Outros personagens também ganham momentos importantes na trama como é o caso de Li (Fala Chen), que ajuda a desenhar toda a carga dramática familiar no filme, além de ser o gatilho principal tanto para a autodescoberta de Shang-Chi quanto para as motivações sombrias de Mandarim. A atriz Michelle Yeoh interpreta Jiang Nan, irmã de Li e quem apresenta todo o cenário mágico da vila, as criaturas e o poder que se encontra nesta ambientação, além de servir como conexão importante entre a origem da mãe para Shang-Chi e Xialing.
Há também participações especiais como o personagem Wong (Benedict Wong) – visto em Doutor Estranho. Ele aparece em cena de luta com o Abominável (Tim Roth) e depois na cena pós-crédito, dando início a uma nova conexão importante ao MCU. Por fim, temos também a participação de Ben Kingsley como Trevor, que também complementa o lado cômico do filme e guia os personagens principais até a vila mágica.
Considerações finais

O terceiro ato de Shang-Chi e a Lenda dos Dez Anéis ganha grandes proporções fantásticas, tornando o filme bem fantasioso, uma vez que revela toda a lenda por trás da vila, paralelamente ao embate final entre Shang-Chi e Mandarim. No entanto, a reta final faz o filme ser menos ‘pé no chão’, levando os personagens a um patamar mais exagerado entre realidade e magia, tomando algumas decisões um pouco forçadas. Isso diminui o ótimo mérito do filme? Não! Empobrece toda a narrativa construída? Jamais!
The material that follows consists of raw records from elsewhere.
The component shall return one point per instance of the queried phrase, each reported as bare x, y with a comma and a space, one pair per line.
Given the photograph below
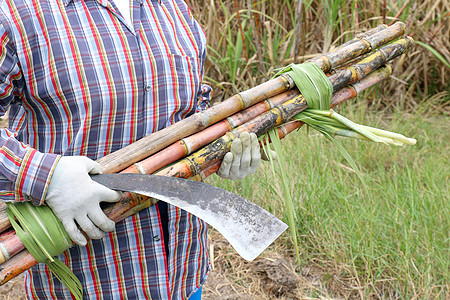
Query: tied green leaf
44, 237
317, 89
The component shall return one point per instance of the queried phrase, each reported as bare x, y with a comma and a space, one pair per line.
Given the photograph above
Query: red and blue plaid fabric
78, 80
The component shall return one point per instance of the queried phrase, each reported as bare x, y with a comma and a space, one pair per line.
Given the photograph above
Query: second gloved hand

Mas é apenas uma opinião pessoal que, talvez, outras pessoas possam dividir do mesmo pensamento.
Shang-Chi e a Lenda dos Dez Anéis é uma grata surpresa em vários aspectos, seja na boa história de origem do novo super-herói que faz uma entrada triunfante ao universo cinematográfico Marvel, a construção do histórico familiar, a apresentação da lenda dos anéis e todo cenário mágico por trás de um passado cuja carga dramática emociona e engatilha a jornada de personagens cativantes, rendendo em um final esplendoroso e surreal, além do ponta pé para o que está por vir nos próximos filmes da Marvel.
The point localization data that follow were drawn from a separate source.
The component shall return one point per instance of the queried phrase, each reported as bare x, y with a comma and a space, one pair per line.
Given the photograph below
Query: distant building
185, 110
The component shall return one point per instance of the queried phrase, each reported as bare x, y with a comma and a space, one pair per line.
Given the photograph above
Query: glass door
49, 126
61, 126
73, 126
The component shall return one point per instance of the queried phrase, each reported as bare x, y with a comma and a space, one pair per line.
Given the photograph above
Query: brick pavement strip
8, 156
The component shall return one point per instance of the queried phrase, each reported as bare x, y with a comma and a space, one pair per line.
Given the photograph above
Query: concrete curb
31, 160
Shang-Chi e a Lenda dos Dez Anéis é um filme fora da caixinha da Marvel, justamente por não parecer um filme do estúdio e isto é muito bom.
Cena pós-crédito

Shang-Chi e a Lenda dos Dez Anéis apresenta duas cenas pós-crédito. A primeira acontece logo após o final do filme em que vemos Wong entrar em contato com Shang-Chi e Katy a respeito sobre o passado dos anéis, um artefato de longa data e que, talvez, tenha sido construído por outras pessoas, o que pode remeter que tal artefato tenha sido construído por algum membro do grupo Eternos, já que os anéis estão na Terra há mil anos, assim como os eternos. Enquanto eles discutem sobre os anéis, Shang-Chi e Katy são apresentados para Capitã Marvel e Bruce Banner, com a participação especial de Brie Larson e Mark Ruffalo. Eles avisam para a dupla se preparar, pois ainda irão enfrentar coisas maiores que chegarão em breve, afinal, o multiverso vem aí! Com isso, já vimos que Shang-Chi e Katy são recrutados para fazer parte do novo grupo Vingadores.
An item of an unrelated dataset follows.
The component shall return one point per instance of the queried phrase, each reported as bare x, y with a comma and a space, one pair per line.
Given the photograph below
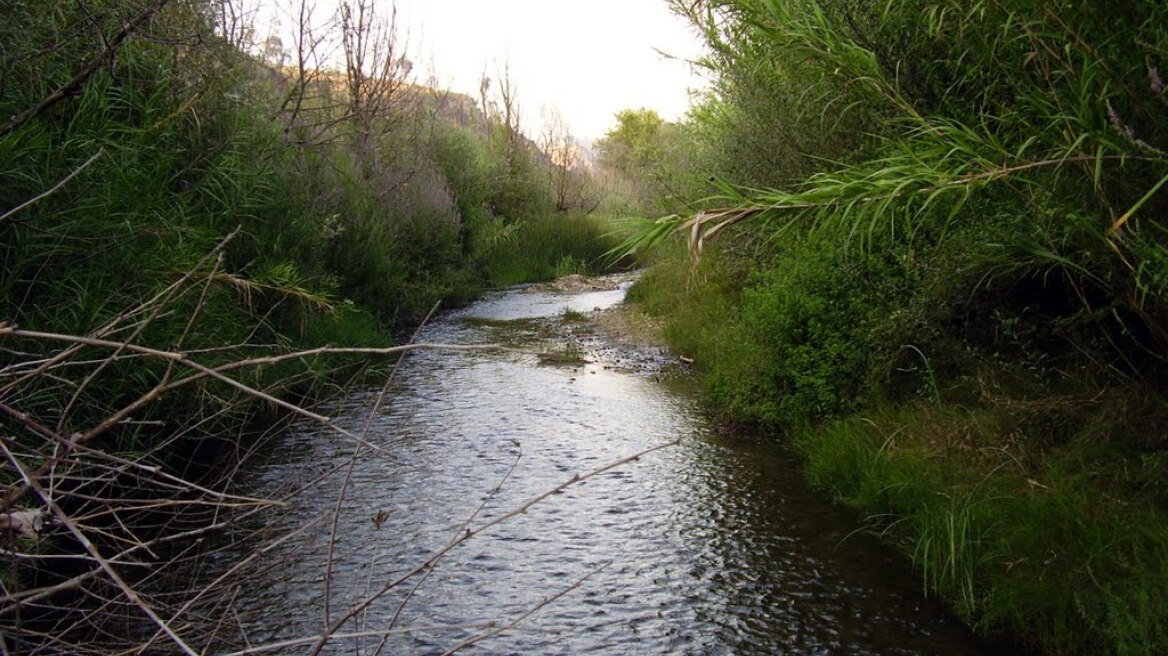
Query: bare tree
571, 182
375, 69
A segunda cena acontece ao final de todos os créditos em que vemos Xialing retornar para casa e assumir a liderança do império de seu pai. Agora, homens e mulheres podem participar do treinamento de artes marciais sob o comando de Xialing e os membros dos dez anéis. Será que vamos ver esta personagem em outros filmes da Marvel? Será que ela ajudará o irmão em algum momento quando for necessário? Tomara que sim!
Ficha Técnica
Shang-Chi e a Lenda dos Dez Anéis
Direção: Destin Daniel Cretton
Elenco: Simu Liu, Awkwafina, Tony Leung, Michelle Yeoh, Fala Chen, Meng’er Zhang, Ronny Chieng, Benedict Wong, Florian Munteanu, Ben Kingsley, Tim Roth, Wah Yuen, Jayden Zhang, Elodie Fong e Jodi Long.